The pipelines presented in the literature do not show a parallel load, causing to have a bigger latency. And also it implies an approximation of the spike timestamp as high as the pipeline extension. We suppose that such an approximation do not interfere with their applications [1, 4, 6, 10, 11], but the same cannot be said for all applications.

5 Conclusion

In this paper, we presented a highly-combinational low-latency implementation for Izhikevich’s Neuron Model in FPGA. This approach is better suited for hybrid network applications as it has the best latency in the literature, Table 2. Some other implementations can be better suited for emulation of networks purely artificial with less precision in spike timestamp, as they use fewer resources than ours.

We could also implement more DN in a single FPGA board than the literature when we consider our lattice network.

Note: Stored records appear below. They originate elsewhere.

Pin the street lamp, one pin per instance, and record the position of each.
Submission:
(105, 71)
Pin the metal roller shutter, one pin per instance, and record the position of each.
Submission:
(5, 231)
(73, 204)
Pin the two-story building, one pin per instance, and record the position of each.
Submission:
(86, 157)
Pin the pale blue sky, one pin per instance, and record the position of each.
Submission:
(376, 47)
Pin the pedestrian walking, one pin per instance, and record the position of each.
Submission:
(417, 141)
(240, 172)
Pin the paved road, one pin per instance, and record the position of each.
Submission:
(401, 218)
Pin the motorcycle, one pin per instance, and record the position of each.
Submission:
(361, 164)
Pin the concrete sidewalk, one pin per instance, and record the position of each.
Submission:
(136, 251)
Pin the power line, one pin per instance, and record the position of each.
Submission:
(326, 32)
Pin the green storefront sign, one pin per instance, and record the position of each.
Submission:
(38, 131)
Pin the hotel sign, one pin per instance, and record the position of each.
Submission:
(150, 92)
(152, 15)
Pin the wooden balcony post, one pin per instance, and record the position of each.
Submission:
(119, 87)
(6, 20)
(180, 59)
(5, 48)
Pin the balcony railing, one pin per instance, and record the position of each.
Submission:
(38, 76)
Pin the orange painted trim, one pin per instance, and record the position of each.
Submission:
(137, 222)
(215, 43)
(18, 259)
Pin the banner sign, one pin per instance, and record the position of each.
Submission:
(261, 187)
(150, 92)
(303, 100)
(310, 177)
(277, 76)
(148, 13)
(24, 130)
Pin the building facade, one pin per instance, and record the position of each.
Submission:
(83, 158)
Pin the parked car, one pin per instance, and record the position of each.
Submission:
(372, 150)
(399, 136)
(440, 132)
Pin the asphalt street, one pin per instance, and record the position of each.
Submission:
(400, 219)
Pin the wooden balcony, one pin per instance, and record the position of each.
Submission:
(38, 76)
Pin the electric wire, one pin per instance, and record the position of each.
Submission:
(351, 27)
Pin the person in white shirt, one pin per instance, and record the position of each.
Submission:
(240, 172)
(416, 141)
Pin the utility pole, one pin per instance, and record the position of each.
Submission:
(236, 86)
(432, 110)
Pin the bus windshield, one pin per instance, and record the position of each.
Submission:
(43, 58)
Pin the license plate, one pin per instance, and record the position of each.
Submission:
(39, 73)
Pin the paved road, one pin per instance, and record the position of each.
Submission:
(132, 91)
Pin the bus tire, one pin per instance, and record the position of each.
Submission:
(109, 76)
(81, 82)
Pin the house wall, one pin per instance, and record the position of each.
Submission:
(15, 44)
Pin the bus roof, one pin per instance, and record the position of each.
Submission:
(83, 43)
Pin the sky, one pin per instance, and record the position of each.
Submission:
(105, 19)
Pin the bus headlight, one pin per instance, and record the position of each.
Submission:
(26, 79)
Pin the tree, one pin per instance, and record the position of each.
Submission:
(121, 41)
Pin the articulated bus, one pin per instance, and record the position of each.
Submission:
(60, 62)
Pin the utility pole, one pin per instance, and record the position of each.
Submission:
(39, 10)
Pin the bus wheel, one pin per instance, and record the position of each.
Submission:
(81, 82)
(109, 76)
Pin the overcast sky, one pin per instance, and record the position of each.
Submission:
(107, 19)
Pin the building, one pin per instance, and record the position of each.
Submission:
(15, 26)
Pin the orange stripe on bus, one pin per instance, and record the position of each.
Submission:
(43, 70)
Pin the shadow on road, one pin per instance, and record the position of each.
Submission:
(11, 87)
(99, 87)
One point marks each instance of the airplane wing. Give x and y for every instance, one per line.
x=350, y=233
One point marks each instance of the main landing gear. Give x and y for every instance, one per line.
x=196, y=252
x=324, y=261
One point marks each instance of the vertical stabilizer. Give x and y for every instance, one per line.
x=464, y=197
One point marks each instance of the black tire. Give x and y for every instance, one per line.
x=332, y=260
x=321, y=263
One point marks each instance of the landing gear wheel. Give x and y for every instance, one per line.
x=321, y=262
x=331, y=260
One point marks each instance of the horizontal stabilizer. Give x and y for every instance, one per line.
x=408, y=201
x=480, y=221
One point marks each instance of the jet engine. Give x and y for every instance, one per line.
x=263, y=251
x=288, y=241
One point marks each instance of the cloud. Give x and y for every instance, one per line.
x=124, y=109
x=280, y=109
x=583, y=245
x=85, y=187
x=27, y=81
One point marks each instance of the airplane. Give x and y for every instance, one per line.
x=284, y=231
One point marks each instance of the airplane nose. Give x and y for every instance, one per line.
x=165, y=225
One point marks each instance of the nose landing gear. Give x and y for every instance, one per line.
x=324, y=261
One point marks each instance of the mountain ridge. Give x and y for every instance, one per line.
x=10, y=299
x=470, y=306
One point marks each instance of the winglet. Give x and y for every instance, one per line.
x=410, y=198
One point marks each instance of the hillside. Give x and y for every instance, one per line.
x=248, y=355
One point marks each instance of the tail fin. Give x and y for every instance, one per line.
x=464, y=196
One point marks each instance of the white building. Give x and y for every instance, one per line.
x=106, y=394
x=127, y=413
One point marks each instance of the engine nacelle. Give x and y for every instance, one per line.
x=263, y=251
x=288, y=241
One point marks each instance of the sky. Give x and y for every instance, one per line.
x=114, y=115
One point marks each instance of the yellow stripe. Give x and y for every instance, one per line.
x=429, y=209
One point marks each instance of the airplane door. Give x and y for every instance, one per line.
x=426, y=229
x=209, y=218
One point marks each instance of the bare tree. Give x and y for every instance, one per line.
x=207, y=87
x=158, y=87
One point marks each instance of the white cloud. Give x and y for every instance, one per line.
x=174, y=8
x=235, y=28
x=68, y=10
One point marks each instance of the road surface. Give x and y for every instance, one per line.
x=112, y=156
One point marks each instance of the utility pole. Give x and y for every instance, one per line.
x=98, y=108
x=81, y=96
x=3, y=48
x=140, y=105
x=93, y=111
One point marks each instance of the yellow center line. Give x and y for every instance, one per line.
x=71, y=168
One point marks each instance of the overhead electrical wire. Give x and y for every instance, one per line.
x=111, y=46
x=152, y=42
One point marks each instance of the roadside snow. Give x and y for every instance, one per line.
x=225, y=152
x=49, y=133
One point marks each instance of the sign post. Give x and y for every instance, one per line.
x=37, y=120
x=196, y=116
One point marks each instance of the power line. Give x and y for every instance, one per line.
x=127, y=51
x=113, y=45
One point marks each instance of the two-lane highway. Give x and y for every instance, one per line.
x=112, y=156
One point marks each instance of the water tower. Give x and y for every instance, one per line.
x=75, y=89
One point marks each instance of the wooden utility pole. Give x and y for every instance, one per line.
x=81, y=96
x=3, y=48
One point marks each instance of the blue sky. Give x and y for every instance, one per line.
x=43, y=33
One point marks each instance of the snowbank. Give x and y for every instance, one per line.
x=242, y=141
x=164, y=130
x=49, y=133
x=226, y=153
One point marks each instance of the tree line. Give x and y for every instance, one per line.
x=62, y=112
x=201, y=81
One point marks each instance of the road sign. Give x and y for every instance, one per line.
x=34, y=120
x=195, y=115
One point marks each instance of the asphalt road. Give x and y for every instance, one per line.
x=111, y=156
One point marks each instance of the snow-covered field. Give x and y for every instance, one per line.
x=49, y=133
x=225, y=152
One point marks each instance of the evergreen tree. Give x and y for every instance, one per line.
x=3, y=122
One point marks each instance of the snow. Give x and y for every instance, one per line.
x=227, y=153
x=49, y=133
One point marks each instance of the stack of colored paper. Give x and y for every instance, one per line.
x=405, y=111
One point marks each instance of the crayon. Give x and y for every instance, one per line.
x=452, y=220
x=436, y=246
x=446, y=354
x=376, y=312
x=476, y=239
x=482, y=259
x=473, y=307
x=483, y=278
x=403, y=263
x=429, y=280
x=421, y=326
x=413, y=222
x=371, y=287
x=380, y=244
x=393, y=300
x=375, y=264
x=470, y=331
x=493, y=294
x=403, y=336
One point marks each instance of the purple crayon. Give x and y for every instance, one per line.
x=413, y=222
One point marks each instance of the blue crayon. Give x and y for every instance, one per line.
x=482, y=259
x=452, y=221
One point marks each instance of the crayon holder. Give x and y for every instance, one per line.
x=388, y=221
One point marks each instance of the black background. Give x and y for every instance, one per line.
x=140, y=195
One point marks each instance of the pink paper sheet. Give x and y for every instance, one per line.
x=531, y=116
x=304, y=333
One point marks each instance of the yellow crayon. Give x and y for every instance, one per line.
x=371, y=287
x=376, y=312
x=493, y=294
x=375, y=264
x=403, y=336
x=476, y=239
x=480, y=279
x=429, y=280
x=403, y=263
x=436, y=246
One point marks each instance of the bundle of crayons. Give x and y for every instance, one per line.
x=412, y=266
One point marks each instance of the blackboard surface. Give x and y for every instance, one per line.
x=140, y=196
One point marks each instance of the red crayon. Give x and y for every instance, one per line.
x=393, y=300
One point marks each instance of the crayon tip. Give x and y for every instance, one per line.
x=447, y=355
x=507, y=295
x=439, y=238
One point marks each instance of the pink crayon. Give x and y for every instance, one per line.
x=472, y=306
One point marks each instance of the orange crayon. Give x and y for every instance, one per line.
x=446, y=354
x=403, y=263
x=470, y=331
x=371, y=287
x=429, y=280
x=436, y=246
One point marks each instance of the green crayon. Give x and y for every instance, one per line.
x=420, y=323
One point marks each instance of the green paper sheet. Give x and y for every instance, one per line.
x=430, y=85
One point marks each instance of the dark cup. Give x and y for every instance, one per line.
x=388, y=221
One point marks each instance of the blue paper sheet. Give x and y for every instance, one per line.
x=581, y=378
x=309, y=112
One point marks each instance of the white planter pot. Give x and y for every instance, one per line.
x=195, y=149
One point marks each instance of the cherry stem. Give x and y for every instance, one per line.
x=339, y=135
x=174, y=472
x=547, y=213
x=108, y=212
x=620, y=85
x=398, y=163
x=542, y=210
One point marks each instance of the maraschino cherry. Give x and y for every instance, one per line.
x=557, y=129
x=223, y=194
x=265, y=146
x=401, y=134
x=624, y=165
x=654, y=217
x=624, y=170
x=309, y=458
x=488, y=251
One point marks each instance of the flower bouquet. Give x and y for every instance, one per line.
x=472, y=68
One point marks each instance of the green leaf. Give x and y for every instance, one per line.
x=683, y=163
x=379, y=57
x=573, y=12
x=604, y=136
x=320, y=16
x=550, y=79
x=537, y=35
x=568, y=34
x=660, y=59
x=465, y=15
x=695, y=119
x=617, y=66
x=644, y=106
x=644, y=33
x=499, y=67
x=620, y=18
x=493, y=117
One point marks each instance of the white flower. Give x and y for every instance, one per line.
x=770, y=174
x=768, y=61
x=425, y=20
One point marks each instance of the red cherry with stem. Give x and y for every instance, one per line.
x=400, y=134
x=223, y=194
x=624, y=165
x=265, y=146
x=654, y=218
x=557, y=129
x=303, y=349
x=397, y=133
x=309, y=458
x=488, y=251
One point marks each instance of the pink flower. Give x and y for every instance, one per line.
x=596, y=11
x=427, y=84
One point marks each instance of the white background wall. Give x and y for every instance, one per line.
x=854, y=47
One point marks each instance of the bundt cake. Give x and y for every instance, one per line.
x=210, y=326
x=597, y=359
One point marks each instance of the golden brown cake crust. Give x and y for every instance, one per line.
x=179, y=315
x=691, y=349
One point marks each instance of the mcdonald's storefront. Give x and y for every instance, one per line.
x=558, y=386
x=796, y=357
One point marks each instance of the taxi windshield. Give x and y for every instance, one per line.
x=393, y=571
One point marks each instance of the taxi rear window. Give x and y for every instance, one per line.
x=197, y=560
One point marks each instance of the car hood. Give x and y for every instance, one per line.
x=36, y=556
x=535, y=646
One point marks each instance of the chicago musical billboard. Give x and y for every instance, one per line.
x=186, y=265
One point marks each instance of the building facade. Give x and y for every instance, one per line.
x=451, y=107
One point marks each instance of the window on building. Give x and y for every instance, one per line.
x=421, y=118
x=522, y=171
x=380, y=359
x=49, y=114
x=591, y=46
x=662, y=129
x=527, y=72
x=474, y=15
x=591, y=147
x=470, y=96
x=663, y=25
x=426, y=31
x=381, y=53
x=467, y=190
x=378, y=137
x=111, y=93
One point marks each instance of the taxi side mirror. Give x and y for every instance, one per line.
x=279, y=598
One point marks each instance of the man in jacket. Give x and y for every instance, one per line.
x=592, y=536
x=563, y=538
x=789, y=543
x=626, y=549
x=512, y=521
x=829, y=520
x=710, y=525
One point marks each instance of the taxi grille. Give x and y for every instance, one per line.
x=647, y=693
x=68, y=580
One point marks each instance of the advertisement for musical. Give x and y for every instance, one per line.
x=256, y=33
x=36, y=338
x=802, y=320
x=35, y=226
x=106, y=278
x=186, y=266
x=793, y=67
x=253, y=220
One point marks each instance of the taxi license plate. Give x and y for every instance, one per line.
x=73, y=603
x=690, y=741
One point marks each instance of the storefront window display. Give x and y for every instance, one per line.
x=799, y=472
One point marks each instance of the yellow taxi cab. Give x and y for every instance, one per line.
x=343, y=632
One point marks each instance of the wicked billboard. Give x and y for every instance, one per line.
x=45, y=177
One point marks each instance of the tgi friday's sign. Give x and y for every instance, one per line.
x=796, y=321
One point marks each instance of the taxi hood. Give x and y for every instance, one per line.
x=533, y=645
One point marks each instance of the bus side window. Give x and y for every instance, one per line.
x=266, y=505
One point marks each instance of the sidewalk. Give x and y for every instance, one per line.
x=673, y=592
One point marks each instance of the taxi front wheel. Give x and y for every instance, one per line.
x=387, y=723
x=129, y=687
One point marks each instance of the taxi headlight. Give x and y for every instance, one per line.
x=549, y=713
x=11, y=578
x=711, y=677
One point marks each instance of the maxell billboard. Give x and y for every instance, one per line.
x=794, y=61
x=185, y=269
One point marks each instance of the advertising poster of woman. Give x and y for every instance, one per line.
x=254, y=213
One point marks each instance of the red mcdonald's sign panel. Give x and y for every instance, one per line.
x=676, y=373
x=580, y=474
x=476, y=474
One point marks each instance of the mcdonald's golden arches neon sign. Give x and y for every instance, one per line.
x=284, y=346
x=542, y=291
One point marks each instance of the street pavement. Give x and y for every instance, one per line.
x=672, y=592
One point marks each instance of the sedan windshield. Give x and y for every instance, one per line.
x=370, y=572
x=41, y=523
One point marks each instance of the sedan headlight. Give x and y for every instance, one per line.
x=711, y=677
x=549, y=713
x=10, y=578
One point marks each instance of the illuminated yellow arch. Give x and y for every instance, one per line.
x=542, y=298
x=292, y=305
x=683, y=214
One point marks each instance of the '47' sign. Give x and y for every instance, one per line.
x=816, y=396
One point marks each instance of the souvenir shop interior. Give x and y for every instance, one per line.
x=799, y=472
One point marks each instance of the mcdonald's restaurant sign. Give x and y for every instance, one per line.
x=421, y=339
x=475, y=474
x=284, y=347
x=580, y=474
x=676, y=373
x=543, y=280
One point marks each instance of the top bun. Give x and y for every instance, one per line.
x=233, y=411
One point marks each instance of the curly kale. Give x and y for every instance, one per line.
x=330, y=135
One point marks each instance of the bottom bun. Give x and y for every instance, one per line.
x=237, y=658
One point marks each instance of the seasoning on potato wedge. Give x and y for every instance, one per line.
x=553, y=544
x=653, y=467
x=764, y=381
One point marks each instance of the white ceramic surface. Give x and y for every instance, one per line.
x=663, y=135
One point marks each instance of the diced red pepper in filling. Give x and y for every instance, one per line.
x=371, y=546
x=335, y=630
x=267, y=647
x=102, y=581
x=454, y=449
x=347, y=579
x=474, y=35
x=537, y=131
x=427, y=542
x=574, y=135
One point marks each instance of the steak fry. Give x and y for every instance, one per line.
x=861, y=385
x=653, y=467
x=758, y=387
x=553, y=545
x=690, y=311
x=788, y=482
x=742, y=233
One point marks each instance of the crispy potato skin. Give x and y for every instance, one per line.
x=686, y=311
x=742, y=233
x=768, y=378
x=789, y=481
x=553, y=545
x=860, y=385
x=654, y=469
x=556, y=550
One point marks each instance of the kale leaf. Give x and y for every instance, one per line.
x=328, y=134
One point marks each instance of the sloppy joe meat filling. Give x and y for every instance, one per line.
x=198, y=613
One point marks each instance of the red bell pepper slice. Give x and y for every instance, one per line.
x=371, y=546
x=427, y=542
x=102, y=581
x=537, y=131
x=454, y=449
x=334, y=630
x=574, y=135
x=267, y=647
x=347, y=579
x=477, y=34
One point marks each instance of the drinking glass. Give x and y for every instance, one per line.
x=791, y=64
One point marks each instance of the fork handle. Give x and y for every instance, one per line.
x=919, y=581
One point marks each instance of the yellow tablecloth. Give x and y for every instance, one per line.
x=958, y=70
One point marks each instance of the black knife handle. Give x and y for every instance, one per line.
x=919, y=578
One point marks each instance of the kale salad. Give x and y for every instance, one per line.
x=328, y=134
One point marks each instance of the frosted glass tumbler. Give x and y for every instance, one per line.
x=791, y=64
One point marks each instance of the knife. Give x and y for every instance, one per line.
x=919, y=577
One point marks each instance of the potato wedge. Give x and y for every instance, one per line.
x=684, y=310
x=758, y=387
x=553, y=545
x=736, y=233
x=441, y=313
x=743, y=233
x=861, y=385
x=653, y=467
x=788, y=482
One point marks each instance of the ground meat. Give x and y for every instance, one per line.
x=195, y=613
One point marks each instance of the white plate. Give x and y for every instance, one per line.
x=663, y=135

Although as in many cases with bioinspired circuits, these implementations are very particular, and a fair comparison between two different networks is near impossible.

Future works include: (a) to implement a network with more biological meaning; (b) to reuse logic blocks and to implement a pipeline for some calculations to achieve a better speed without compromising latency; (c) to use precomputed values in auxiliary shared memory to reduce computation time and latency; and (d) to explore the parallelism technique for multiple virtual neurons, increasing the maximum size of a network in a single FPGA chip.

As our application is to study and interface with natural living neural networks, the FPGA implementation is preferable for it has easier configurability, reconfigurability, and test. Other implementations such as artificial networks implemented on a full-custom analog [7], or digital integrated circuits may be interesting to implement the short-term objectives (a) through (d) are achieved. Such long-term implementation can improve power consumption, timing performance, and area occupation at the expense of configurability.